Jake's CS Notes - Computer Vision

//****************************************************************************//
//**************** Pose Estimation - September 30th, 2019 *******************//
//**************************************************************************//

- Ah, lack of sleep: turning everything I hear into an odd mixture of a lullaby and someone reciting "Jabberwocky"

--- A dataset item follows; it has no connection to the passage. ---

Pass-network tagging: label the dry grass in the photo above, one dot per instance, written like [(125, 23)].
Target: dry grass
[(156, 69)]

- Alright, we're on September 30th and 
    - Project 3 will be out tomorrow, and'll be about pose estimation, finding correspondences between images, and -
        - *at this point Professor Dellaert's microphone died*
            - "...I'll just project and totally kill my voice"
    - These projects are obviously pretty complex; you have the code, the python notebook, the textbook, the slides, and you have to synthesize all of them - but the slides should be helpful in guiding you through what to do
--------------------------------------------------------------------------------

- So, last week we were talking about image alignment and the RANSAC algorithm, where randomly select some points, generate a straight-line regression, check the number of inliers, and repeat until we get a good enough model or have run for too many trials
    - If we don't know the percentage of outliers in advance, then we'll start off by assuming it's 50%
        - We'll then run the algorithm for some number of trials "N," and update this based on the results we find
    - We also talked about 2D image alignment, where we have a set of matching points and try to fit a parametric model representing the image transformation

- Today, we're going to move from this 2D alignment onto 3D alignment, where map 3D points into a 2D image!
    - *cue video from Oculus Quest, which Professor Dellaert casually mentions his grad students worked on*
    - This device actually builds a 3D map of the environment in real-time
        - "In principle, this is what we'll be doing for project 3!"
            - ...*shudder of fear goes through the class*
            - "...I mean, it won't be THIS advanced, but the same ideas apply"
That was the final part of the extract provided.